En 2026, une obligation Total Energies, Sanofi, Nestlé ou Microsoft à 10 ans rapporte typiquement 3,5-5 %, soit 0,5-1,5 % de plus que les obligations d’État équivalentes. Ce supplément de rendement (appelé « spread ») rémunère le risque légèrement plus élevé mais reste modeste pour des entreprises de qualité.
Obligations à haut rendement (high yield)
Les obligations à haut rendement, dites aussi « junk bonds », sont émises par des entreprises à la notation crédit inférieure à BBB- (BB+ ou moins). Ces sociétés présentent un risque de défaut significatif, ce qui les oblige à offrir des rendements bien plus élevés pour attirer les investisseurs.
En 2026, une obligation high yield d’entreprise rapporte typiquement 6-9 %, parfois davantage. Ces rendements séduisants cachent un risque réel : historiquement, le taux de défaut annuel moyen des obligations high yield oscille autour de 3-5 %, avec des pics à 10-15 % en période de crise (2008, 2020). Diversifier fortement (via des ETF ou fonds) est indispensable pour cette classe d’actif.
Obligations émergentes
Les obligations émergentes sont émises par des États ou entreprises de pays en développement (Chine, Inde, Brésil, Turquie, Mexique, Indonésie). Elles offrent des rendements supérieurs (typiquement 5-8 %) en échange de risques spécifiques : risque de change (les obligations en monnaie locale exposent au risque de dévaluation), risque politique, risque de défaut souverain plus élevé.
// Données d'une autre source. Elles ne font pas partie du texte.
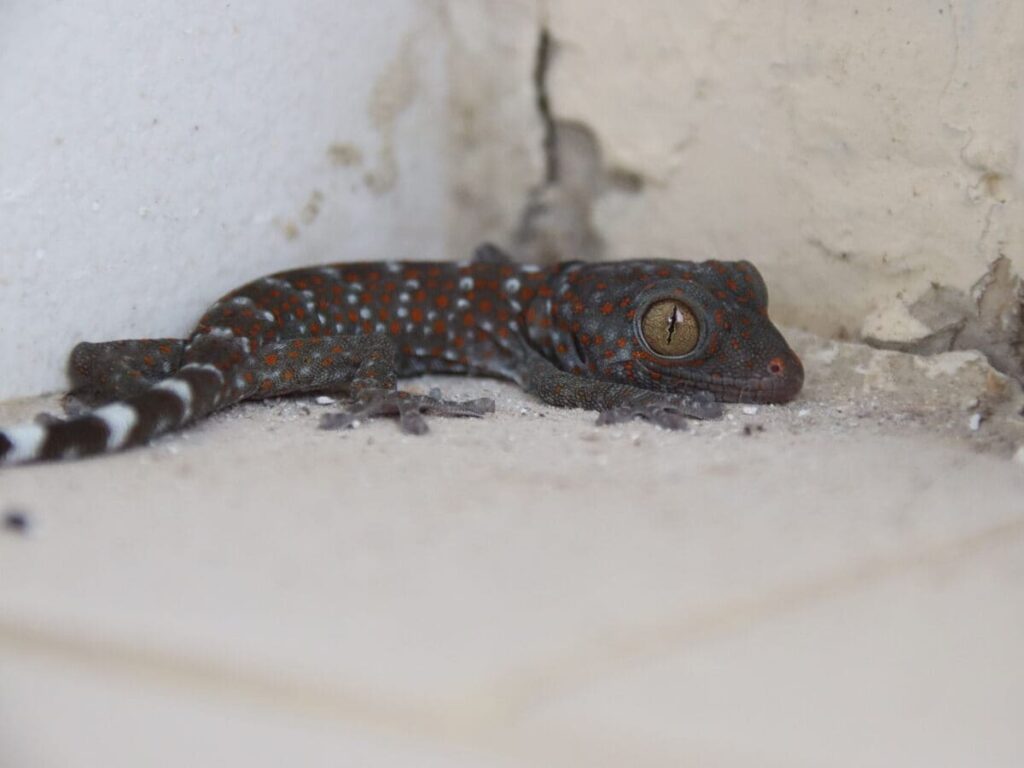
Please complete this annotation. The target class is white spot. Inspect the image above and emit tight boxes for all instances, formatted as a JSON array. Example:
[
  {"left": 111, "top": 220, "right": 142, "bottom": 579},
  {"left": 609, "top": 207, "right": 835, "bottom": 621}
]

Cette classe d’actif est intéressante pour la diversification mais mérite une place limitée dans un portefeuille (rarement plus de 5-10 %). L’accès via des ETF diversifiés spécialisés reste la voie recommandée pour la plupart des investisseurs particuliers.
Comment fonctionne une obligation en pratique
Comprendre la mécanique précise d’une obligation exige de maîtriser trois notions techniques qui déterminent tout le reste.
Nominal, coupon, échéance
Le nominal (ou « valeur faciale ») est le montant de référence de l’obligation, généralement 1 000 € ou 100 €. C’est ce que l’émetteur vous rembourse à l’échéance. Le coupon est le taux d’intérêt annuel, exprimé en pourcentage du nominal. Une obligation de 1 000 € au coupon de 4 % verse 40 € par an à son détenteur. L’échéance (ou « maturité ») est la date à laquelle l’émetteur rembourse le nominal. Les obligations d’État existent à toutes les échéances de 3 mois à 30 ans, voire 50 ou 100 ans pour certaines émissions.
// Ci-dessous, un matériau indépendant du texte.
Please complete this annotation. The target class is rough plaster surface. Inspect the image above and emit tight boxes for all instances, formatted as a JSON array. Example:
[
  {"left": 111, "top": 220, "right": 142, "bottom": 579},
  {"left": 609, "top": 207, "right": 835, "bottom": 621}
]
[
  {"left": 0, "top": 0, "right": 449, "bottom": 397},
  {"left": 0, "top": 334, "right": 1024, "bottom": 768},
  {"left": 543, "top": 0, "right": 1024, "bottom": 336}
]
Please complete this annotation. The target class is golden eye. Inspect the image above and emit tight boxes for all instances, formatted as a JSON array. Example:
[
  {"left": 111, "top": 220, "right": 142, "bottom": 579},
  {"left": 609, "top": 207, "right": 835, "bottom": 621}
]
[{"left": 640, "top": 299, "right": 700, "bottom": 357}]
Le prix d’une obligation sur le marché secondaire
Une fois émise, une obligation peut être achetée et vendue sur le marché secondaire jusqu’à son échéance. Son prix varie en fonction de deux facteurs principaux : l’évolution des taux directeurs (quand les taux montent, le prix des anciennes obligations baisse ; et inversement) et la perception du risque de crédit de l’émetteur (dégradation ou amélioration de la notation).
Un exemple concret : vous avez acheté en 2020 une obligation à 1 000 € avec un coupon de 0,5 % sur 10 ans. En 2026, les taux du marché pour la même maturité sont montés à 3 %. Personne ne va acheter votre obligation à 1 000 € si des obligations neuves offrent 6 fois mieux. Le prix de votre obligation baisse sur le marché secondaire, disons à 850 €, pour offrir un rendement effectif équivalent à un nouvel acheteur qui la porterait jusqu’à l’échéance.
Ce mécanisme explique pourquoi les fonds obligataires ont perdu 10-20 % en 2022 quand les taux ont brutalement remonté : la valorisation mark-to-market des obligations en portefeuille a chuté proportionnellement à la hausse des taux.
Le yield to maturity (rendement à l’échéance)
Le yield to maturity (YTM), ou « rendement à l’échéance », est le rendement réel qu’un investisseur obtiendra s’il achète une obligation aujourd’hui et la conserve jusqu’à son échéance. Ce chiffre est plus utile que le taux nominal du coupon car il intègre la décote ou surcote éventuelle par rapport au nominal.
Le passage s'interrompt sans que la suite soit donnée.